You will also seen in the ER an RT or experienced RN kicking the usual standby portable vent into a corner and having the ICU ventilator wheeled over because they noticed something by bagging which will require a better ventilator. They already know it would be stupid of them and probably harmful to the patient to place them on an inadequate machine. In some cases bagging is definitely better than placing them on a machine that won't adequately ventilator the patient. If those transport ventilators would do the job the ICUs would probably use them instead of the big vents which take up a lot of room.

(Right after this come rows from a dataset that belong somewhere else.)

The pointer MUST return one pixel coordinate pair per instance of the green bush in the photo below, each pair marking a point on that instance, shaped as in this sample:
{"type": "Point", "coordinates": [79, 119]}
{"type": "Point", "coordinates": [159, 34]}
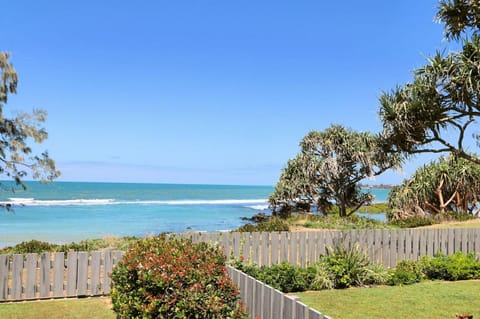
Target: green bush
{"type": "Point", "coordinates": [173, 278]}
{"type": "Point", "coordinates": [458, 266]}
{"type": "Point", "coordinates": [270, 225]}
{"type": "Point", "coordinates": [284, 277]}
{"type": "Point", "coordinates": [333, 221]}
{"type": "Point", "coordinates": [407, 272]}
{"type": "Point", "coordinates": [345, 267]}
{"type": "Point", "coordinates": [412, 222]}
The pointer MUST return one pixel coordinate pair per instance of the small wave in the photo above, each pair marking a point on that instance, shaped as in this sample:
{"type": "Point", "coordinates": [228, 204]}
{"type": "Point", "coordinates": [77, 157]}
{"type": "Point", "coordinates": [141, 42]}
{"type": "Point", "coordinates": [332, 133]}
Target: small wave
{"type": "Point", "coordinates": [258, 207]}
{"type": "Point", "coordinates": [66, 202]}
{"type": "Point", "coordinates": [99, 202]}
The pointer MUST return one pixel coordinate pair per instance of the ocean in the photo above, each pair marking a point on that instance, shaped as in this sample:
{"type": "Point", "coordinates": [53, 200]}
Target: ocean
{"type": "Point", "coordinates": [63, 212]}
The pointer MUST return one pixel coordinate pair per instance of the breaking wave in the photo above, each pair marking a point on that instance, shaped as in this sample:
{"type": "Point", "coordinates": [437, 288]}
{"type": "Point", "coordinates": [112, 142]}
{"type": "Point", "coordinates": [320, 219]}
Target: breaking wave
{"type": "Point", "coordinates": [100, 202]}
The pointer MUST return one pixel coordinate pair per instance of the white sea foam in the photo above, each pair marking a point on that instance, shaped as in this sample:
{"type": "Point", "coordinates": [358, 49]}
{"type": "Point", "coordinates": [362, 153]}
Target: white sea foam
{"type": "Point", "coordinates": [99, 202]}
{"type": "Point", "coordinates": [258, 207]}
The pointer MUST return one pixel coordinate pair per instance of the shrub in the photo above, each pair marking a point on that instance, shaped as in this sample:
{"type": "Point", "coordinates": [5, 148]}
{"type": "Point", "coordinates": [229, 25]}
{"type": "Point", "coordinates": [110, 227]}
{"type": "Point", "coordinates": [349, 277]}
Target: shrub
{"type": "Point", "coordinates": [173, 278]}
{"type": "Point", "coordinates": [333, 221]}
{"type": "Point", "coordinates": [412, 222]}
{"type": "Point", "coordinates": [458, 266]}
{"type": "Point", "coordinates": [270, 225]}
{"type": "Point", "coordinates": [345, 267]}
{"type": "Point", "coordinates": [407, 272]}
{"type": "Point", "coordinates": [284, 277]}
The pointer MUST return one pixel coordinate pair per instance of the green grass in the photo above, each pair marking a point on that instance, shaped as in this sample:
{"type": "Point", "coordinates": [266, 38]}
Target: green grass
{"type": "Point", "coordinates": [432, 299]}
{"type": "Point", "coordinates": [98, 308]}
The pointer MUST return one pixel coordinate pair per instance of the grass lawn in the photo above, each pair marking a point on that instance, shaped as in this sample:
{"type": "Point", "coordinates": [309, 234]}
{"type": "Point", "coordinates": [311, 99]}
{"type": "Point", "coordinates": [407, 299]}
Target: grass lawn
{"type": "Point", "coordinates": [431, 299]}
{"type": "Point", "coordinates": [98, 308]}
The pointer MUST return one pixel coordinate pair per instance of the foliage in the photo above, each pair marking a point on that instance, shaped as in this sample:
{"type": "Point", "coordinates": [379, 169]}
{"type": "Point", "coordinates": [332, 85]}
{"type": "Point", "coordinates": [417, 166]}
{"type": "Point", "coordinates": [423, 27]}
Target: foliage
{"type": "Point", "coordinates": [328, 170]}
{"type": "Point", "coordinates": [376, 208]}
{"type": "Point", "coordinates": [174, 278]}
{"type": "Point", "coordinates": [348, 267]}
{"type": "Point", "coordinates": [283, 276]}
{"type": "Point", "coordinates": [458, 266]}
{"type": "Point", "coordinates": [333, 221]}
{"type": "Point", "coordinates": [435, 112]}
{"type": "Point", "coordinates": [86, 308]}
{"type": "Point", "coordinates": [425, 300]}
{"type": "Point", "coordinates": [16, 158]}
{"type": "Point", "coordinates": [407, 272]}
{"type": "Point", "coordinates": [450, 184]}
{"type": "Point", "coordinates": [272, 224]}
{"type": "Point", "coordinates": [412, 222]}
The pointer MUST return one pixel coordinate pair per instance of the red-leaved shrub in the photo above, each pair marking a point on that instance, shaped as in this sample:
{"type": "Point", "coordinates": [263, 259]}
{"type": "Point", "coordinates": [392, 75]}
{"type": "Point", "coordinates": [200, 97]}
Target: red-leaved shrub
{"type": "Point", "coordinates": [163, 277]}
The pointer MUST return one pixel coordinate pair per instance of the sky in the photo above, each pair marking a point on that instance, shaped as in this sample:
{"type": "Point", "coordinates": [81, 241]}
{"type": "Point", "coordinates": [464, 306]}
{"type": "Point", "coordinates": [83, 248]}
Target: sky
{"type": "Point", "coordinates": [207, 92]}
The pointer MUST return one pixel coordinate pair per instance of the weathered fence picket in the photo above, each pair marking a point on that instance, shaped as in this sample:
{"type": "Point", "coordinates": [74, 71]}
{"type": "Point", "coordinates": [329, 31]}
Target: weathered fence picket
{"type": "Point", "coordinates": [55, 275]}
{"type": "Point", "coordinates": [58, 275]}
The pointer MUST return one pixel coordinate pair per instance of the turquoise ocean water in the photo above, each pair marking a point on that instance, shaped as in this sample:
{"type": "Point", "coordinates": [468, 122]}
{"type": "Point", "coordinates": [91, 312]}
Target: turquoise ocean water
{"type": "Point", "coordinates": [71, 211]}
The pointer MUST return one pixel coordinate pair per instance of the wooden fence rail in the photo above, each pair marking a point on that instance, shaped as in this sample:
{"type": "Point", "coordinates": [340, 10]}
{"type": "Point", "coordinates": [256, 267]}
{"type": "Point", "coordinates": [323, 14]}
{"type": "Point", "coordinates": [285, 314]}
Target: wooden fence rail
{"type": "Point", "coordinates": [56, 275]}
{"type": "Point", "coordinates": [265, 302]}
{"type": "Point", "coordinates": [385, 246]}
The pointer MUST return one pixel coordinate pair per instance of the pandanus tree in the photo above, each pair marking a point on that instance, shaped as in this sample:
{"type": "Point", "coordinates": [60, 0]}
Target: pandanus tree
{"type": "Point", "coordinates": [329, 168]}
{"type": "Point", "coordinates": [449, 184]}
{"type": "Point", "coordinates": [17, 159]}
{"type": "Point", "coordinates": [437, 111]}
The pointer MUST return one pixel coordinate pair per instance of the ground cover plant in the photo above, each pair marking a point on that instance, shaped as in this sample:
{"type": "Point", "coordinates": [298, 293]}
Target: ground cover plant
{"type": "Point", "coordinates": [343, 267]}
{"type": "Point", "coordinates": [425, 300]}
{"type": "Point", "coordinates": [163, 277]}
{"type": "Point", "coordinates": [98, 308]}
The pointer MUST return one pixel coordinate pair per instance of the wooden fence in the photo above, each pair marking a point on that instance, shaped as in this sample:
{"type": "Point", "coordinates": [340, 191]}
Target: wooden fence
{"type": "Point", "coordinates": [59, 275]}
{"type": "Point", "coordinates": [265, 302]}
{"type": "Point", "coordinates": [56, 275]}
{"type": "Point", "coordinates": [385, 246]}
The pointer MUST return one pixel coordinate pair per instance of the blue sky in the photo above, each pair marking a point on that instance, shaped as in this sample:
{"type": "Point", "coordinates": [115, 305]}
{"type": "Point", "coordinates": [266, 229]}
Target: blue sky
{"type": "Point", "coordinates": [216, 92]}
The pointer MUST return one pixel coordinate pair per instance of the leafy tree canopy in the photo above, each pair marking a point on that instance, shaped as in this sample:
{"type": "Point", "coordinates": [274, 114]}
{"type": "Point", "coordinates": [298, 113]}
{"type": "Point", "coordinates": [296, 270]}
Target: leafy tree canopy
{"type": "Point", "coordinates": [17, 133]}
{"type": "Point", "coordinates": [450, 184]}
{"type": "Point", "coordinates": [437, 111]}
{"type": "Point", "coordinates": [329, 168]}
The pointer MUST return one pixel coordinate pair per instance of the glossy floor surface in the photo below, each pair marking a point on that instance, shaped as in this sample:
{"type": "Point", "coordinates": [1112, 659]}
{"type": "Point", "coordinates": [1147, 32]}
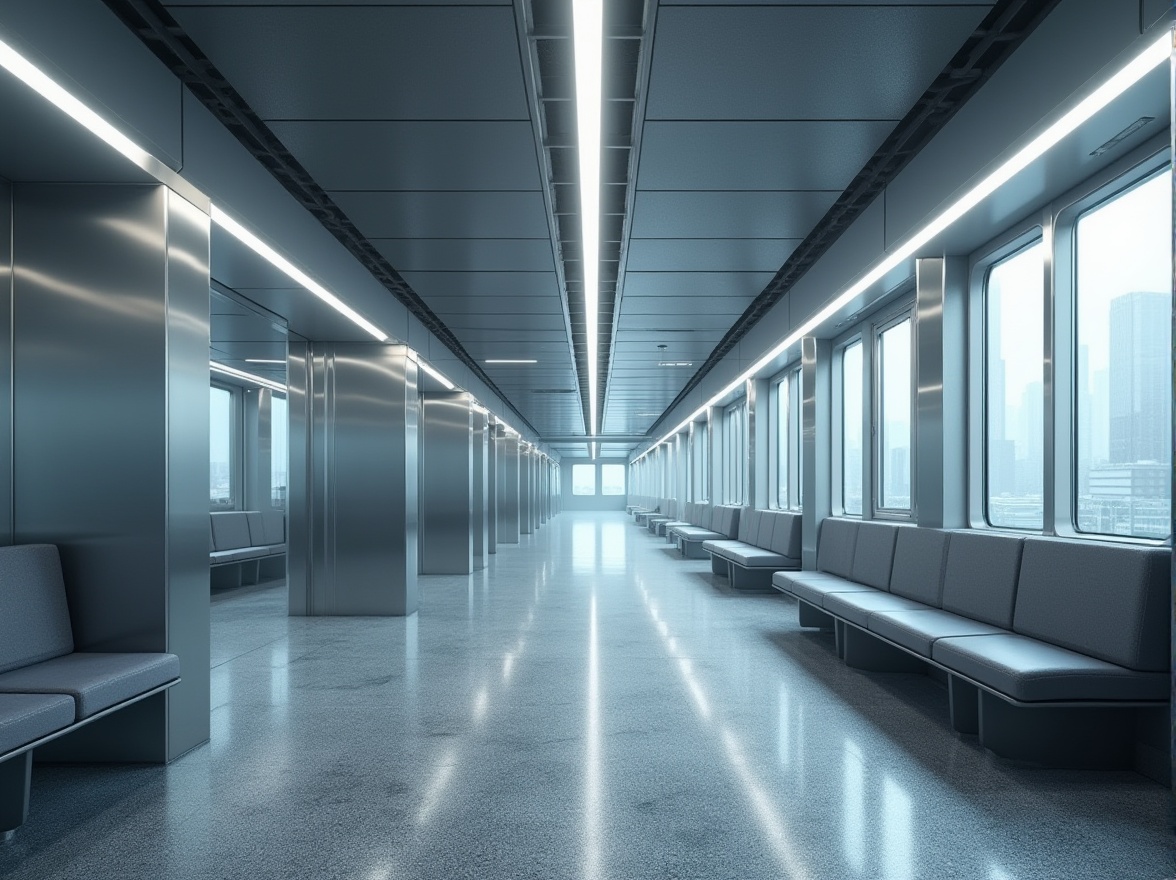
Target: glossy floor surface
{"type": "Point", "coordinates": [590, 706]}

That being said, hospital staff will try to use transport ventilators to move patients from one area to another. A couple of the ICU machines can be switched to being mobile. But, hospital staff will have known values for ABGs and a CXR. The RNs and RTs work with many ventilators everyday and all day. With a few known values and the appropriate medications which also are often not available in EMS, they have the expertise to manipulate the transport ventilators to get through a short transport.
Not knowing the limitations of your ventilator, using it inappropriately like BIPAP to "ventilate" a nonbreathing patient and believing your transport ventilator is life saving in all situations would make you look more like a lessor provider to those with experience and expertise with ventilators. Notice I also said expertise since some do what they believe to be a lot of ventilator transports on an ambulance but keep making the same mistakes over and over.
How much training did you get for the the ventilator you are using AND how much education and training did you get for ventilation, oxygenation and disease processes as it applies to ventilator principles?